7th DeepChem User Group Meetup

Bay Area DeepChem User Group
Bay Area DeepChem User Group
Public group

Verily Headquarters

269 East Grand Avenue · South San Francisco, ca

How to find us

Please park in the front parking lot. If anyone gets lost, please hone 415-515-1604 for directions.

Location image of event venue

Details

The 7th DeepChem meetup will be hosted by Freenome at Verily's headquarters. Come by to learn the latest about DeepChem and about uses of machine learning in bio!

Speakers:

Imran Haque, CSO @ Freenome
Speech Abstract:
Learning problems in molecular biology and chemistry often have a similar total amount of data as large problems in other realms of machine learning -- TBs and up -- but a very different shape, with a small number of very wide instances rather than many narrow instances, and with rampant statistical confounding from intrinsic variability in underlying physical measurements. In this talk I will present case studies from our work at Freenome illustrating pitfalls of blind applications of machine learning to real-world genomics datasets, demonstrate the value of domain-specific analyses that have not yet been implemented in an end-to-end-learned fashion, and propose useful directions of research in fundamental DL methods to overcome these challenges.

Bharath Ramsundar:
Bharath did his PhD in computer science at Stanford University pn deep-learning for drug-discovery. Today, Bharath is focused on designing the decentralized protocols that will unlock data and AI to create the next stage of the internet.
Speech Abstract:
Bharath will be speaking about the release of DeepChem 2.1 and the new features it brings, such as uncertainty estimation, tensorflow eager integration, and early support for microscopy datasets.

Jo Varshney, DVM, Ph.D.
Co-founder and CEO, VeriSIM Life
She is a DVM and received her Masters. in Translational Pathobiology & Bioinformatics from Penn State University, focusing on gut microbiome analysis for colitis patients. She later pursued her Ph.D. in Comparative Oncology/ Genomics & CS from University of Minnesota-Twin Cities, where she identified targeted small compound for Osteosarcoma that is currently in Phase 1 trial. Jo also served as a Visiting Research Scientist at Genentech working on understanding the mechanisms of toxicities induced by antibody drug conjugates.

Abstract:
VeriSIM Life is building AI enabled biosimulation models.
VeriSIM will tackle one of the biggest obstacles of drug development: animal testing for drug development. Animal testing is slow, ethically questionable, and doesn't act as much of a filter: 92% of all drug candidates that pass this preclinical testing never make it to market. VeriSIM's solution is to create disease-specific biosimulation models, which allow researchers at pharma companies to model in software how a drug will interact in animals and bring more personalized human clinical trials.

Sam Schoenholz:
Sam is a research scientist at Google Brain. Sam's research interests lie at the intersection of science and machine learning. He has used deep learning to predict the quantum mechanical properties of small molecules, to understand dynamical arrest in glasses, and most recently to improve the state of peptide-spectra matching. Simultaneously, he uses methods from statistical physics to better understand deep learning models. Sam has a PhD in Physics from the University of Pennsylvania and a BA in Physics & Mathematics from Swarthmore College.
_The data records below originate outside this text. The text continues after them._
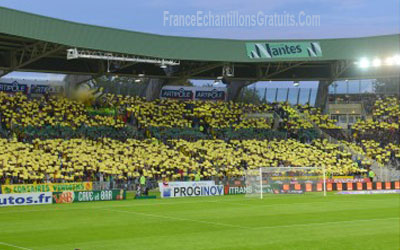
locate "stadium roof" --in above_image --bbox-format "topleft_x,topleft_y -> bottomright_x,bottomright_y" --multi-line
0,7 -> 400,80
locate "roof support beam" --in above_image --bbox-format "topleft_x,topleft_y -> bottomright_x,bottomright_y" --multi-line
0,42 -> 64,77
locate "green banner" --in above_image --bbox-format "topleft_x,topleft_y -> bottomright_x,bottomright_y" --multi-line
53,189 -> 126,204
1,182 -> 93,194
246,42 -> 322,59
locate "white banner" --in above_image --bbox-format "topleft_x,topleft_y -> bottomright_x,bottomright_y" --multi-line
0,192 -> 53,207
160,181 -> 224,198
158,181 -> 215,189
160,86 -> 227,101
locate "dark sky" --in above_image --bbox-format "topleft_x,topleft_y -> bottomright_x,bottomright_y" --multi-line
0,0 -> 400,39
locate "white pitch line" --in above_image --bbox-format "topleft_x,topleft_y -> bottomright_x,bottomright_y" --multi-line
254,217 -> 400,229
0,241 -> 33,250
0,195 -> 398,215
102,209 -> 251,229
103,209 -> 399,230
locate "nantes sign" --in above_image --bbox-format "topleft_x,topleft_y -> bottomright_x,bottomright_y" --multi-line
246,42 -> 322,59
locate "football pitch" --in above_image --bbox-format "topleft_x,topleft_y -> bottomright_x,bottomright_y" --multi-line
0,193 -> 400,250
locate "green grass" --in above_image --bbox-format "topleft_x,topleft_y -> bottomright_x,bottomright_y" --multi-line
0,193 -> 400,250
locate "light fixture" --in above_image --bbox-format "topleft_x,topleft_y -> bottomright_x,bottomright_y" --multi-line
385,57 -> 395,66
372,58 -> 382,67
67,48 -> 180,66
358,57 -> 370,69
393,55 -> 400,65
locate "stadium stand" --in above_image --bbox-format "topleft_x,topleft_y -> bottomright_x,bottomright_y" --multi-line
0,93 -> 400,183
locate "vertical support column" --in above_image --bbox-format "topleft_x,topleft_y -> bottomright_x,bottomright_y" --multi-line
264,88 -> 268,103
226,80 -> 250,101
64,75 -> 93,96
296,89 -> 302,105
315,81 -> 332,110
142,78 -> 167,102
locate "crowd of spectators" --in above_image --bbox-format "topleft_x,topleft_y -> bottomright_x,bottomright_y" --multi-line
0,93 -> 400,183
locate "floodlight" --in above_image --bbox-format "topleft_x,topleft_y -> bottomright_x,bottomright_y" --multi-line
372,58 -> 382,67
385,57 -> 395,66
393,55 -> 400,65
358,57 -> 370,69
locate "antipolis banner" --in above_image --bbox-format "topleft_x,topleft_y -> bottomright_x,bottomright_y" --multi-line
159,181 -> 224,198
160,86 -> 226,101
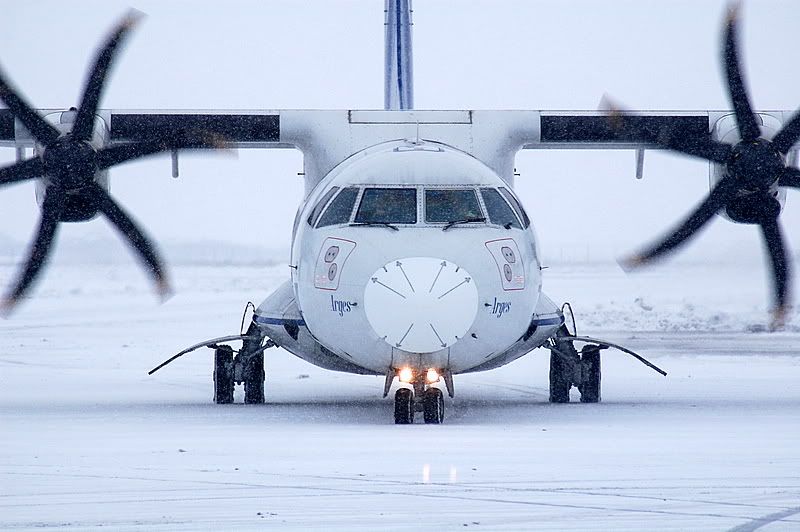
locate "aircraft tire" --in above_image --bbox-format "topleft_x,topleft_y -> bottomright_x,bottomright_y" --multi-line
579,346 -> 600,403
422,388 -> 444,425
550,353 -> 572,403
244,352 -> 265,405
394,388 -> 414,425
214,345 -> 235,405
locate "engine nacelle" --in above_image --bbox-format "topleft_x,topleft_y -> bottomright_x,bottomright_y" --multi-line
708,113 -> 786,223
33,109 -> 111,222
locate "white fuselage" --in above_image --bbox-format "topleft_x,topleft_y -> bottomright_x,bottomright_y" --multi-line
284,141 -> 541,374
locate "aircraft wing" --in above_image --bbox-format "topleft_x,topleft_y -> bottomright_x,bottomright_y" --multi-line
0,109 -> 793,186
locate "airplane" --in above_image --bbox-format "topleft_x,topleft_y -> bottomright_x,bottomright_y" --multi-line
0,0 -> 800,424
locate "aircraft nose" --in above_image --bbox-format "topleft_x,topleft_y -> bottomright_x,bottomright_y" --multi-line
364,257 -> 478,353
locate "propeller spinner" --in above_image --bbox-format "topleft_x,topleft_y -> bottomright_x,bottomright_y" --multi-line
609,6 -> 800,328
0,11 -> 225,316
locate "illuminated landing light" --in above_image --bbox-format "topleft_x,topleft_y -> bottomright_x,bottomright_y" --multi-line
425,368 -> 439,384
397,368 -> 414,382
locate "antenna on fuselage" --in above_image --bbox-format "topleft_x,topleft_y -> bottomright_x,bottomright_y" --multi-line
383,0 -> 414,111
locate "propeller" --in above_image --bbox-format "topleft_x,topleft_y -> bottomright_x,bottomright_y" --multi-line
0,11 -> 225,316
606,5 -> 800,329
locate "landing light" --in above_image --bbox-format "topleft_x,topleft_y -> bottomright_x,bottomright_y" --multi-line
398,368 -> 414,382
425,368 -> 439,384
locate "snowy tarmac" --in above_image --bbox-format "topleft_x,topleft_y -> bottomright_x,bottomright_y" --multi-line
0,260 -> 800,531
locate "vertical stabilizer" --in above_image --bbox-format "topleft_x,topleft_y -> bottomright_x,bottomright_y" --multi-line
383,0 -> 414,110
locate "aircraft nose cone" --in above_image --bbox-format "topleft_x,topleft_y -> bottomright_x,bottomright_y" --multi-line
364,257 -> 478,353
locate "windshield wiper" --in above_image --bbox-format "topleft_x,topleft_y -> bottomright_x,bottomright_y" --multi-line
350,222 -> 399,231
442,216 -> 486,231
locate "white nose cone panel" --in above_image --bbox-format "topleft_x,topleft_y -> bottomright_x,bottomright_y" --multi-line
364,257 -> 478,353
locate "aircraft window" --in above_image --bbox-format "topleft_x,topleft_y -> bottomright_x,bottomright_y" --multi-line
425,189 -> 485,223
355,188 -> 417,224
500,187 -> 531,229
308,187 -> 339,227
481,188 -> 522,229
317,187 -> 358,227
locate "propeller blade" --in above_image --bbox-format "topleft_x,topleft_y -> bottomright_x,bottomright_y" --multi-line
96,131 -> 228,170
778,166 -> 800,188
72,10 -> 142,140
760,217 -> 791,329
620,177 -> 737,270
722,5 -> 761,141
0,186 -> 65,316
0,157 -> 44,187
772,110 -> 800,155
0,70 -> 61,146
88,184 -> 172,300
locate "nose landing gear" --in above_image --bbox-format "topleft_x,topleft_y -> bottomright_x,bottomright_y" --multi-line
394,372 -> 444,425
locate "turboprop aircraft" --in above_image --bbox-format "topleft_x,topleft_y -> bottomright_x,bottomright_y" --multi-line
0,0 -> 800,424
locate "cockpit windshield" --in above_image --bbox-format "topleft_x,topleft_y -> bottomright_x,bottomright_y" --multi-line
354,188 -> 417,224
425,189 -> 483,223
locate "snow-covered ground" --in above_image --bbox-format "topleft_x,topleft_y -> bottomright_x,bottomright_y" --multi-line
0,260 -> 800,531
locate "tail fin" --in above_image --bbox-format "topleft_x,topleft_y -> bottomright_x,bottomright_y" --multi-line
383,0 -> 414,110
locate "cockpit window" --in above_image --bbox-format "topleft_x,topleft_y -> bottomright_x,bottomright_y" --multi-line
317,187 -> 358,227
425,189 -> 485,223
481,188 -> 522,229
308,187 -> 339,227
500,187 -> 531,229
355,188 -> 417,224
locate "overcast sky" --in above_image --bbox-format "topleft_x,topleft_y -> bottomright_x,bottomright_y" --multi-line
0,0 -> 800,266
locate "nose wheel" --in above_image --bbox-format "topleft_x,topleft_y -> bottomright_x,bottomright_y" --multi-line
394,386 -> 444,425
422,388 -> 444,425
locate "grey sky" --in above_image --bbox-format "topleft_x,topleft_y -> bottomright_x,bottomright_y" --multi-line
0,0 -> 800,266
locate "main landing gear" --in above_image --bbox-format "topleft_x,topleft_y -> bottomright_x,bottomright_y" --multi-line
550,328 -> 608,403
384,375 -> 452,425
213,323 -> 265,405
547,311 -> 667,403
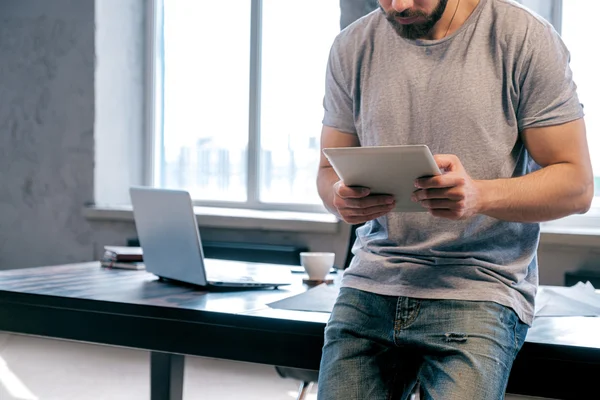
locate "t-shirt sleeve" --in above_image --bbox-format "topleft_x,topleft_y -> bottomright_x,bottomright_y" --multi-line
517,26 -> 583,131
323,40 -> 356,134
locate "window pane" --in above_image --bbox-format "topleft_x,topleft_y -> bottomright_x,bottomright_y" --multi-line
161,0 -> 251,202
260,0 -> 340,204
562,0 -> 600,201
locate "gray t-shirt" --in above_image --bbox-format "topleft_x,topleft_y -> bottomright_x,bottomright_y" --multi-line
323,0 -> 583,325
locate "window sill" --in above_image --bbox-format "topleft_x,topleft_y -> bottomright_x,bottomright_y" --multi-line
540,227 -> 600,248
83,206 -> 340,234
83,206 -> 600,248
540,211 -> 600,248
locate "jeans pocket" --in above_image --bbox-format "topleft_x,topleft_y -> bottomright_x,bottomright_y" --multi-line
513,311 -> 529,357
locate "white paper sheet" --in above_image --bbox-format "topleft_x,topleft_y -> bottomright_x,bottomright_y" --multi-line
535,282 -> 600,317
Title: Peptide-Spectra Matching from Weak Supervision
Abstract: As in many other scientific domains, we face a fundamental problem when using machine learning to identify proteins from mass spectrometry data: large ground truth datasets mapping inputs to correct outputs are extremely difficult to obtain. Instead, we have access to imperfect hand-coded models crafted by domain experts. In this talk, we apply deep neural networks to an important step of the protein identification problem, the pairing of mass spectra with short sequences of amino acids called peptides. We train our model to differentiate between top scoring results from a state-of-the art classical system and hard-negative second and third place results.